My big goal got put on hold with the pandemic because grant assistance got distributed in different directions. I was hoping to get a grant to build a serious mobile dairy that can be a model that can be reproduced. I want to build a milking parlor on a flatbed trailer that will be solar powered, with a backup generator, that will have enough water to maintain itself for about a week, and then a week later you go clean up, empty the gray water, fill up the new water tank, and take it back out in the field. It’s a way to break the model where the cows go into the barn — the barn goes to the cows!
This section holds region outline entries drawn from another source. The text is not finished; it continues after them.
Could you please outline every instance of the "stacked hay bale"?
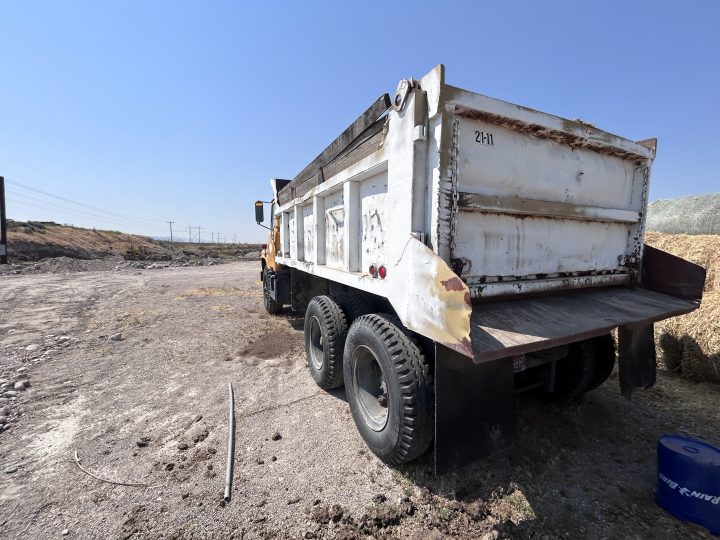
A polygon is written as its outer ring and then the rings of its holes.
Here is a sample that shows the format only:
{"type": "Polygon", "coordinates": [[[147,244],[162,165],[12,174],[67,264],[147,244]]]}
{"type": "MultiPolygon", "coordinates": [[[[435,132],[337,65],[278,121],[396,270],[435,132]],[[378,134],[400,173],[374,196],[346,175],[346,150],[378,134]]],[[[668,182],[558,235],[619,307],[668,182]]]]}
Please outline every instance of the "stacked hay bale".
{"type": "Polygon", "coordinates": [[[720,382],[720,235],[648,232],[645,241],[707,270],[700,309],[655,325],[659,364],[691,379],[720,382]]]}

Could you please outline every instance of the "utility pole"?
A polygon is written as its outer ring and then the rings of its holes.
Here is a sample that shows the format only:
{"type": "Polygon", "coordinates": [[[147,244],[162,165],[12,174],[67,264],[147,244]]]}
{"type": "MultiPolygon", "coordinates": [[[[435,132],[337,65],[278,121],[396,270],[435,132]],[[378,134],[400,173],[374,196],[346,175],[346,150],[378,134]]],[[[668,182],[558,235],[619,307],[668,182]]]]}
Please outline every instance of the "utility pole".
{"type": "Polygon", "coordinates": [[[0,264],[7,264],[7,215],[5,215],[5,178],[0,176],[0,264]]]}

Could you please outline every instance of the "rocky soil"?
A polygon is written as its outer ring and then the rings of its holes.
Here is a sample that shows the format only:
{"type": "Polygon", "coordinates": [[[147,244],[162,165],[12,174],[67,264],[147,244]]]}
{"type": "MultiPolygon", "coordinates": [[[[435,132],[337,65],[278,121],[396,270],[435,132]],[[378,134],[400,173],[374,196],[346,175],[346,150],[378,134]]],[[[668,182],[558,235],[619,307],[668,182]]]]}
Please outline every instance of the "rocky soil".
{"type": "Polygon", "coordinates": [[[709,537],[655,504],[655,444],[720,442],[716,385],[661,372],[633,401],[615,376],[562,406],[522,398],[506,451],[441,477],[430,456],[391,468],[257,279],[257,262],[0,276],[0,536],[709,537]]]}

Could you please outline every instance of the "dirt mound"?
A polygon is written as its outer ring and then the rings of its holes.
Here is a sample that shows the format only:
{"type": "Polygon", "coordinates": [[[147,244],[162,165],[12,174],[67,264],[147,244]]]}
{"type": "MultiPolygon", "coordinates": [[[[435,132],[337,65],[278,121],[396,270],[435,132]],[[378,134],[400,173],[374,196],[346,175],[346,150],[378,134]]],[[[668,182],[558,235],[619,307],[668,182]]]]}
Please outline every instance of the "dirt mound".
{"type": "Polygon", "coordinates": [[[646,242],[707,270],[700,309],[655,325],[660,363],[691,379],[720,382],[720,235],[649,232],[646,242]]]}
{"type": "Polygon", "coordinates": [[[135,234],[83,229],[51,221],[8,220],[8,255],[12,261],[48,257],[99,259],[141,248],[152,253],[166,251],[153,239],[135,234]]]}

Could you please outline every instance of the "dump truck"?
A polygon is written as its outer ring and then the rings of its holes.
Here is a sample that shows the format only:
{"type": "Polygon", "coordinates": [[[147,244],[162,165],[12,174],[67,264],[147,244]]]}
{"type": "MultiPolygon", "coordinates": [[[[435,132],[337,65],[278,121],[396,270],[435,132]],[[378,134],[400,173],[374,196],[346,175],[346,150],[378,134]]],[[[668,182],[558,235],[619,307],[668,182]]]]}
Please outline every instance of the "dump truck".
{"type": "Polygon", "coordinates": [[[574,398],[616,359],[625,396],[654,384],[653,323],[705,280],[643,243],[655,151],[442,65],[403,79],[255,203],[265,308],[305,313],[312,377],[377,456],[462,466],[512,442],[518,393],[574,398]]]}

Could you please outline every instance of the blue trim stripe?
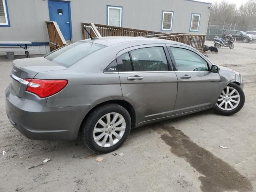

There are already some people in New Zealand and other countries working on some of these models. Because of the weather in Colorado, the conditions we have here, we’re trying to create a model of a mobile that works not just on one ranch, but across the whole valley, so the challenges are different. We’re working on a design; we’re just looking for grants. And we’ve been in communication with the Colorado Department of Agriculture and Sustainability for getting all the permits to make Grade A certified milk coming out of it. All these producers that we’re starting, they can also adopt the same concept of the mobile dairy. It reduces the costs. It’s going to be cheaper to have this, than actually building a milking barn that will just leave you attached to the building and the same issues with parasite overload, over-grazing around the building, and so on.
We’re still small, still growing, still paying off some of the loans that I got to get started. But we feel really good about where we are and what we’re doing.